Meta veut dominer l’IA en s’appuyant sur tout ce qu’elle sait de vous, vous n’avez pas le choix
Meta investit massivement pour imposer sa vision de l’intelligence artificielle. L’entreprise s’appuie sur des années de collecte de données personnelles. Cette stratégie se déploie sans que les utilisateurs puissent vraiment s’y opposer.

L’intelligence artificielle s’impose comme un enjeu majeur pour les géants de la tech. Depuis 2025, Meta a changé de cap pour faire de l’IA un pilier central de ses services. L’entreprise mise sur des agents capables de comprendre nos besoins, nos préférences et notre historique personnel. Contrairement à ses concurrents, elle ne part pas de zéro. Son écosystème lui donne accès à des milliards de données accumulées au fil des années.

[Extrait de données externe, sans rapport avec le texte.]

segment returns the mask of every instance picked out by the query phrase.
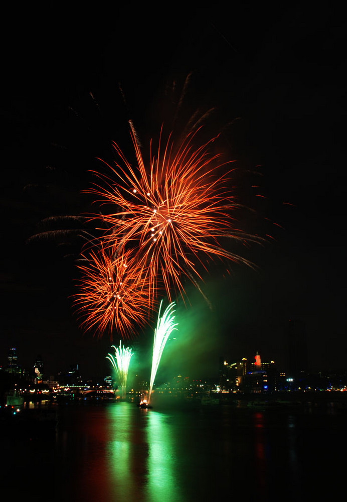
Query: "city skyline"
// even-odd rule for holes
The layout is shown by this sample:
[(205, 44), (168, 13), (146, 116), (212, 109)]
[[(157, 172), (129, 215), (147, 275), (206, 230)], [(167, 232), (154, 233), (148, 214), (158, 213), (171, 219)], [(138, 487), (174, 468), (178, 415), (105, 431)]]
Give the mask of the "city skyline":
[[(125, 9), (115, 11), (113, 30), (77, 27), (63, 16), (56, 27), (38, 25), (36, 32), (23, 26), (23, 52), (6, 82), (4, 359), (15, 346), (24, 360), (41, 354), (53, 372), (67, 354), (67, 366), (78, 361), (88, 371), (104, 367), (110, 340), (82, 335), (71, 308), (77, 277), (73, 254), (80, 241), (67, 247), (66, 238), (28, 240), (60, 228), (57, 221), (43, 226), (45, 218), (89, 210), (90, 200), (81, 192), (90, 188), (88, 171), (99, 166), (95, 158), (114, 159), (112, 140), (128, 148), (129, 118), (144, 144), (157, 134), (164, 105), (170, 108), (161, 99), (166, 83), (172, 87), (176, 80), (182, 88), (192, 72), (180, 118), (184, 123), (198, 107), (216, 107), (206, 127), (223, 130), (227, 156), (236, 161), (240, 202), (256, 210), (246, 213), (244, 222), (274, 238), (245, 250), (256, 270), (236, 266), (229, 275), (211, 265), (202, 288), (212, 310), (193, 287), (191, 305), (179, 299), (175, 357), (199, 369), (221, 352), (240, 356), (254, 347), (283, 364), (293, 319), (306, 325), (309, 367), (345, 366), (339, 48), (344, 35), (320, 12), (303, 8), (299, 15), (288, 8), (263, 16), (260, 26), (256, 12), (239, 9), (239, 26), (217, 9), (190, 11), (186, 22), (174, 16), (165, 29), (153, 21), (151, 30), (129, 21)], [(126, 47), (128, 33), (139, 51), (135, 60)], [(251, 180), (259, 188), (250, 195)], [(153, 329), (151, 320), (139, 329), (140, 361)], [(164, 365), (170, 364), (164, 355)]]

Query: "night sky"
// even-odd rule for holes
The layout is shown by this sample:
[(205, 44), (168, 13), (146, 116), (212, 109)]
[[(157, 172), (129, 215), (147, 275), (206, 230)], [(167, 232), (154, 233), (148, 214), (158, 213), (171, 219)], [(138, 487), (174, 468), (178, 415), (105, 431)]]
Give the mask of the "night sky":
[[(41, 354), (49, 374), (75, 363), (85, 375), (108, 371), (109, 340), (83, 335), (71, 308), (80, 239), (28, 239), (64, 227), (45, 218), (90, 210), (82, 191), (100, 169), (97, 158), (115, 158), (112, 141), (132, 155), (129, 119), (144, 146), (162, 122), (170, 126), (190, 75), (176, 127), (214, 108), (206, 131), (223, 131), (235, 191), (255, 210), (240, 225), (272, 238), (243, 251), (256, 270), (229, 266), (228, 275), (211, 265), (203, 288), (213, 310), (188, 288), (191, 305), (179, 306), (181, 329), (163, 370), (207, 376), (220, 356), (257, 350), (283, 367), (289, 319), (305, 323), (310, 368), (345, 368), (341, 13), (47, 5), (9, 12), (12, 36), (3, 42), (0, 363), (15, 346), (25, 366)], [(152, 333), (136, 339), (139, 368), (149, 366)]]

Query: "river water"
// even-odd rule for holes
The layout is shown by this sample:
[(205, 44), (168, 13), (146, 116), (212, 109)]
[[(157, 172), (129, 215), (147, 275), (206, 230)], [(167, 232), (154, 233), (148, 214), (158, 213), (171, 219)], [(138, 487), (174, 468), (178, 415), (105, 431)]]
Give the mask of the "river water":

Il y a un an, Meta annonçait officiellement qu’elle utiliserait les contenus publics des utilisateurs de Facebook et Instagram pour entraîner ses IA. Cette décision, alors limitée aux États-Unis, s’applique désormais aussi en Europe. Posts, commentaires, photos, vidéos, stories. Tout contenu accessible publiquement est analysé, même sans accord explicite de l’utilisateur. L’interaction avec Meta AI, visible sous la forme d’un cercle bleu sur WhatsApp, Messenger et Instagram, alimente également ces bases d’entraînement. Facebook peut aussi accéder aux photos stockées localement sur votre téléphone, à moins que vous ne désactiviez une option peu visible. Cette stratégie repose sur des fonctionnalités déjà intégrées aux applications, sans offrir de véritable moyen de refus.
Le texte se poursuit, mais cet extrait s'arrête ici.